Marathon: long-running agent tasks (CLI)

Marathon is the Runtype CLI’s harness for long-running, multi-session agent tasks. It runs a saved agent across many sessions in your terminal with real-time streaming, local file and shell tools, automatic context compaction, checkpoints between sessions, and resumable state on disk.

Starting a marathon

$ runtype marathon <agent-id-or-name> -g "Refactor the auth module and add tests"

Useful flags:

--max-sessions <n> and --max-cost <usd>: budget caps (defaults: 50 sessions)
--model <modelId>: override the agent’s configured model
--max-tokens <n> and --temperature <n>: override the agent’s per-session output-token budget and sampling temperature (0-2). Applied to every phase; playbook milestones can override either per phase (see below).
--name <task>: task name used for the state files (defaults to the agent name)
--resume [message] / --fresh: continue from saved state, or start over
--sandbox <provider>: enable sandboxed code execution
--session-search / --no-session-search: session context indexing and the search_session_history local tool are enabled by default; pass --no-session-search to opt out

State persists under ~/.runtype/projects/<hash>/marathons/: a <task>.json snapshot, a <task>.tree.jsonl session tree (see below), a <task>.events/ directory of raw stream events, and a <task>/outputs/ artifact store for large offloaded tool outputs referenced by the context ledger. Keep the outputs directory with the .json and .tree.jsonl files when moving or backing up a marathon task.
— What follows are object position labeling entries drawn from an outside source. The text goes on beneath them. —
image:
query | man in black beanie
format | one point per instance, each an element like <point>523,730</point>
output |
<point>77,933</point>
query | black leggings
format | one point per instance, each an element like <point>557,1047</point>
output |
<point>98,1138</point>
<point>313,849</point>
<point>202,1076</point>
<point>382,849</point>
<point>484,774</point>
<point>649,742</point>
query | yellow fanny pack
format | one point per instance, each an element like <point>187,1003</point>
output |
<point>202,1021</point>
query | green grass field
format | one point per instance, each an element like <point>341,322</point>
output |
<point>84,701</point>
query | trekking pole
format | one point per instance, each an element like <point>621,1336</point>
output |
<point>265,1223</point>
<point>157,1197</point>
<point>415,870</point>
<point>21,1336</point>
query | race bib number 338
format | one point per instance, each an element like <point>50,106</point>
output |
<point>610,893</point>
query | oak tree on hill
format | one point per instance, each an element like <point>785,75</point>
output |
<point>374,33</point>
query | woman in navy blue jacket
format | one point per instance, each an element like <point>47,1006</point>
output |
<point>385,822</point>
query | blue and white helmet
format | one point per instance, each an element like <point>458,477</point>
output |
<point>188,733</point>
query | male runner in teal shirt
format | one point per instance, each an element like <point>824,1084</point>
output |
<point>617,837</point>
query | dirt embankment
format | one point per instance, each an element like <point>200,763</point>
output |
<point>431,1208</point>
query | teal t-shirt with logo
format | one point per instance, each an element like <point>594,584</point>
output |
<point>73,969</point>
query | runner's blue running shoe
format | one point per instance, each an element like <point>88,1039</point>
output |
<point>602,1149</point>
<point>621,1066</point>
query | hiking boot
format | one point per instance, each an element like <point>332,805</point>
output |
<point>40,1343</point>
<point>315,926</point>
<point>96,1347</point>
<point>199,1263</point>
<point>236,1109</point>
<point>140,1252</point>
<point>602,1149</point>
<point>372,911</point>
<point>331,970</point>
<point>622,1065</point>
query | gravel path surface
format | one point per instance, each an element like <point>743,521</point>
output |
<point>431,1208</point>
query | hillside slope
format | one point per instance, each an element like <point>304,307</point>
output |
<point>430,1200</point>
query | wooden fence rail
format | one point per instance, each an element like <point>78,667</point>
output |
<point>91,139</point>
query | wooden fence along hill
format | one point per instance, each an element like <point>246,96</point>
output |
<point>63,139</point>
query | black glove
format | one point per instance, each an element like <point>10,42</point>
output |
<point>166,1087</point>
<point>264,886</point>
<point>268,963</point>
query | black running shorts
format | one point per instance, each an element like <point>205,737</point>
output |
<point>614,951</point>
Steering while the agent works

Press Enter at any time while the agent is streaming to open the steering composer:

Enter queues your message. The in-flight session wraps up at the next tool call and your message is delivered at the start of the next session, usually within seconds.
Tab toggles delivery timing between “next turn” and “after all work” (a follow-up that fires when the task would otherwise finish).
Esc closes the composer and keeps your draft.

A counter above the status bar shows how many messages are queued. Note that early in a run the agent may be in a planning phase where file writes are restricted to the plan; a steer that asks for immediate writes takes effect once the plan is updated.

To interrupt the agent entirely, press Esc twice (outside the composer) while it works. The in-flight session aborts immediately — cost and progress observed so far are preserved — and the marathon lands at a “stopped” checkpoint. Any queued steering messages and composer draft are restored into the checkpoint input, so you can edit them and press Enter to continue with new instructions, or press Enter on an empty input to exit. A stopped task resumes later with --resume.

Checkpoints

After each session (and at the end of the task), marathon pauses at a checkpoint. Press Enter to continue, type a message to steer the next session, or use a slash command:

Command	What it does
`/model`	Change the model for subsequent sessions
`/tools`	Toggle local tools on or off
`/sandbox <provider>`	Switch the sandbox provider
`/plan`, `/status`	Show the task plan and subtask completion
`/revert <file>`	Restore a file from its checkpoint
`/reflect`	Open the reflection editor to reassess the approach
`/tree`	Browse session branches and switch between them
`/fork`	Branch the conversation from an earlier message
`/copy`, `/copy-trimmed`	Copy the session JSON to the clipboard
`/open`	Open the state file in your editor
`/stop`	Stop the marathon and save state
`/help`	Show all commands and shortcuts

Session branches: /tree and /fork

Marathon records the conversation as a tree in <task>.tree.jsonl, so steering in a new direction never loses the original timeline.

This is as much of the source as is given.